Eu fui Moisés antes da sarça, muito mais do que o fui depois dela.
Eu não sabia que o lugar era santo e mantive as sandálias nos pés quando não devia.
Foi tão raro te oferecer os cinco pães e os dois peixinhos.
Nunca disse "...o que tenho te dou... levanta-te e anda!"
Eu demorei demais dentro da caverna, porque já não via em mim um profeta e o medo me consumia.
Eu tentava desesperadamente ouvir tua voz e não ouvia.
Depois de orar três vezes sobre aquele assunto, tive raiva quando me disseste que tua graça me bastava.
Mas também me lembro de conversar contigo próximo ao poço.
Lembro que corri para a cidade e preguei sobre o profeta que sabia tudo quanto eu tinha feito.
Quando você me defendeu dos que alçavam pedras eu resolvi te seguir.
E quando me perdoaste e me encheste, minha última oração já foi "morra eu com os Filisteus!"
Eu fui Vasti.
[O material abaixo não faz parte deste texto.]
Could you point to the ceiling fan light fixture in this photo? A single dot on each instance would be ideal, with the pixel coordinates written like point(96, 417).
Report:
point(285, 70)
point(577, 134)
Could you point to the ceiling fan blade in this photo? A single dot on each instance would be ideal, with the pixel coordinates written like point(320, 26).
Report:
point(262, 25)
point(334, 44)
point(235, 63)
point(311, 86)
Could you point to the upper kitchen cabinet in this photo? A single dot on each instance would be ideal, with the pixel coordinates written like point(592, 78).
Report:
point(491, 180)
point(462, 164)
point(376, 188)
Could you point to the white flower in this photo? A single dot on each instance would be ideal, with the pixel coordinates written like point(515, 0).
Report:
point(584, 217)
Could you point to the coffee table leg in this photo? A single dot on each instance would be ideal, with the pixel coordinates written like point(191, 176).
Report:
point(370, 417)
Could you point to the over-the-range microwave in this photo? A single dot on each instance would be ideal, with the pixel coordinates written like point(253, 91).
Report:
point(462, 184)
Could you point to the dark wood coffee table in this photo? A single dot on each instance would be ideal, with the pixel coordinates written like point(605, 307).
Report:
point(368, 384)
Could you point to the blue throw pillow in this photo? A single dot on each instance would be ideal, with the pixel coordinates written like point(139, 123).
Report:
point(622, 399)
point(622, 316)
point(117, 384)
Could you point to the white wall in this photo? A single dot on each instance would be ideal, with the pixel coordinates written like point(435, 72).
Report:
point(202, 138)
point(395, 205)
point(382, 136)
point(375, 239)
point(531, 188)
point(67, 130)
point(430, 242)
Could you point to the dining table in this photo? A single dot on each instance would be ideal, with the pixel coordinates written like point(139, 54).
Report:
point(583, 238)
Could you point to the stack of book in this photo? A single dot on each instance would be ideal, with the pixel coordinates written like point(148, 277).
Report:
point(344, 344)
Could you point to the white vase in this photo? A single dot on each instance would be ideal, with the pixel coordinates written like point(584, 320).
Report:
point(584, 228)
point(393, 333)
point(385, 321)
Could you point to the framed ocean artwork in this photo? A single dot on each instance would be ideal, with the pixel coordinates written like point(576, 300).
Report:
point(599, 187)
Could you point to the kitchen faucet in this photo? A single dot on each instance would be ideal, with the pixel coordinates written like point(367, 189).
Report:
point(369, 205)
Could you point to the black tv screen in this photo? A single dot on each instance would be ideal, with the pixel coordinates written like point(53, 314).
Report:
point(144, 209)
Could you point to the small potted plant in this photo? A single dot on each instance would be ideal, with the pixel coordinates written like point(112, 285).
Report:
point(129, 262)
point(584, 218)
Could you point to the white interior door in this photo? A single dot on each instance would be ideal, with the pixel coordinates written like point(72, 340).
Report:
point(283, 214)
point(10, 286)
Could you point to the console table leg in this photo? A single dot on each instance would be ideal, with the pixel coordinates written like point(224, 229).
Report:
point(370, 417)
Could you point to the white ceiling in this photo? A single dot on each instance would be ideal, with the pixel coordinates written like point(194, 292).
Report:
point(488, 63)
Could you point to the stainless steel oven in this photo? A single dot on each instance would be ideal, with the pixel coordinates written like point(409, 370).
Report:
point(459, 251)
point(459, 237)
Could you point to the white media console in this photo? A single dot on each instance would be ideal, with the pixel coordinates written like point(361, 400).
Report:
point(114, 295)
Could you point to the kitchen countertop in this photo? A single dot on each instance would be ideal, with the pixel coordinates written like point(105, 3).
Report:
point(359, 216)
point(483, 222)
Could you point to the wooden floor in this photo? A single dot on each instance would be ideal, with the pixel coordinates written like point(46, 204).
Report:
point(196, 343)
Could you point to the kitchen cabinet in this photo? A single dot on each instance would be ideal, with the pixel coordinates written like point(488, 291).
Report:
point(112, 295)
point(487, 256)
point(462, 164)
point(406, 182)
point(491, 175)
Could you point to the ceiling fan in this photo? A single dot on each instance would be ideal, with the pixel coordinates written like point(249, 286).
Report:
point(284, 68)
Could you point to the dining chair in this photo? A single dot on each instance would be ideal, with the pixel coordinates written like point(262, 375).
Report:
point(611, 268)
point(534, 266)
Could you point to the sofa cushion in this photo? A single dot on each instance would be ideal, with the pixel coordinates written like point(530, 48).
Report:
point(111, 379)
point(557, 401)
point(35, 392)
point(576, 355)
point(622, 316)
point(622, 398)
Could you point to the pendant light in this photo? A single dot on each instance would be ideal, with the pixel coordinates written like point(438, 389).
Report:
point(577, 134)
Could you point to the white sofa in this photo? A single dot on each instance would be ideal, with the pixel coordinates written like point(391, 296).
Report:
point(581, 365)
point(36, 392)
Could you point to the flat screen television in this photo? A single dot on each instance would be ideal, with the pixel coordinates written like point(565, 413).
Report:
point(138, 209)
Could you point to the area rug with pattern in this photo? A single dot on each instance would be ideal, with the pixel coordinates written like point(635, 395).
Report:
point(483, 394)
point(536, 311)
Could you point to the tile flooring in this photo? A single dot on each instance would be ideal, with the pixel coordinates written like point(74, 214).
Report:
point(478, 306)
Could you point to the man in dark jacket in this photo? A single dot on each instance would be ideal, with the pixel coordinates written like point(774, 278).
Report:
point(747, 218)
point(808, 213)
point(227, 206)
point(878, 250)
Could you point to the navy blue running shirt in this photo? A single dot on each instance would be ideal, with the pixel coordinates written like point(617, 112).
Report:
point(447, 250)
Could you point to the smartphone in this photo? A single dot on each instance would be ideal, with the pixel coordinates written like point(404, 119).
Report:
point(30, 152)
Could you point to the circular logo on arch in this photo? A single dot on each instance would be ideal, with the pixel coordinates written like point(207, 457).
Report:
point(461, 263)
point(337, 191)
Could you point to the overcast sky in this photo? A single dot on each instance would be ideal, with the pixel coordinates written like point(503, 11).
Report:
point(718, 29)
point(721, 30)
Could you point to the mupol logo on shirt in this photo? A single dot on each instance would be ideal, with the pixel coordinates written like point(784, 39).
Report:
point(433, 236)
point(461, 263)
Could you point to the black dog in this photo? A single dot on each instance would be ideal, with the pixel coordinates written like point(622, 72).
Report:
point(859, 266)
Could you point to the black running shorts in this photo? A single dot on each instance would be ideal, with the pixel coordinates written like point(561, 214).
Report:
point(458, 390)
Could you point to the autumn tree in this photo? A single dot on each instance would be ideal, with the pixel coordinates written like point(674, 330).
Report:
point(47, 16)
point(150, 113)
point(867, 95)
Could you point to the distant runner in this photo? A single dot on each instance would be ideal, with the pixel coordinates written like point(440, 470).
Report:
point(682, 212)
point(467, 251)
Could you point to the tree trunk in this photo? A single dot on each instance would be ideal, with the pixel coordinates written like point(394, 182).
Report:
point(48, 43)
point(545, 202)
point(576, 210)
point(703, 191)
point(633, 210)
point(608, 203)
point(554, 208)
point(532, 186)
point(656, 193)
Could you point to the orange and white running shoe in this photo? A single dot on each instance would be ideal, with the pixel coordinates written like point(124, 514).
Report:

Fui também Ester.
Fui Miriam, antes e depois da lepra.
Na janela, fui Mical e entristeci meu marido.
Na procissão dos que te seguiam, afirmei que eu me contentaria com as migalhas que caíssem de tua mesa.
Conheço a luz e as trevas. O bem e o mal.
Vivi em pecado, depois em santidade. Em santidade, depois em pecado.
Sou íntima de cada metro entre os dois extremos.
Fui forte, fui fraca e fui forte quando fui fraca também.
Orei em mistérios, orei em minha língua natal, orei sem palavras e não orei de forma alguma.
Já vivi a comunhão de maneiras tão tremendas que as palavras não explicariam.
Sei o que é adoração num culto racional e quando não sinto meus pés no chão.
Prometi e não cumpri.
Lutei, venci, perdi, venci, perdi...
Conheço a sequidão, mas conheço também os teus rios de água viva.
Conheço o interior do peixe, a sombra da aboboreira e o cárcere à meia noite.
Fui a centésima ovelha, o filho pródigo, Davi com Bateseba e te neguei três vezes em tão pouco tempo.
Eu te tentei, e descobri que mesmo quando sou infiel, tu permaneces fiel.
Por alguma razão, não desistes do que sou, apesar de tudo que já fui.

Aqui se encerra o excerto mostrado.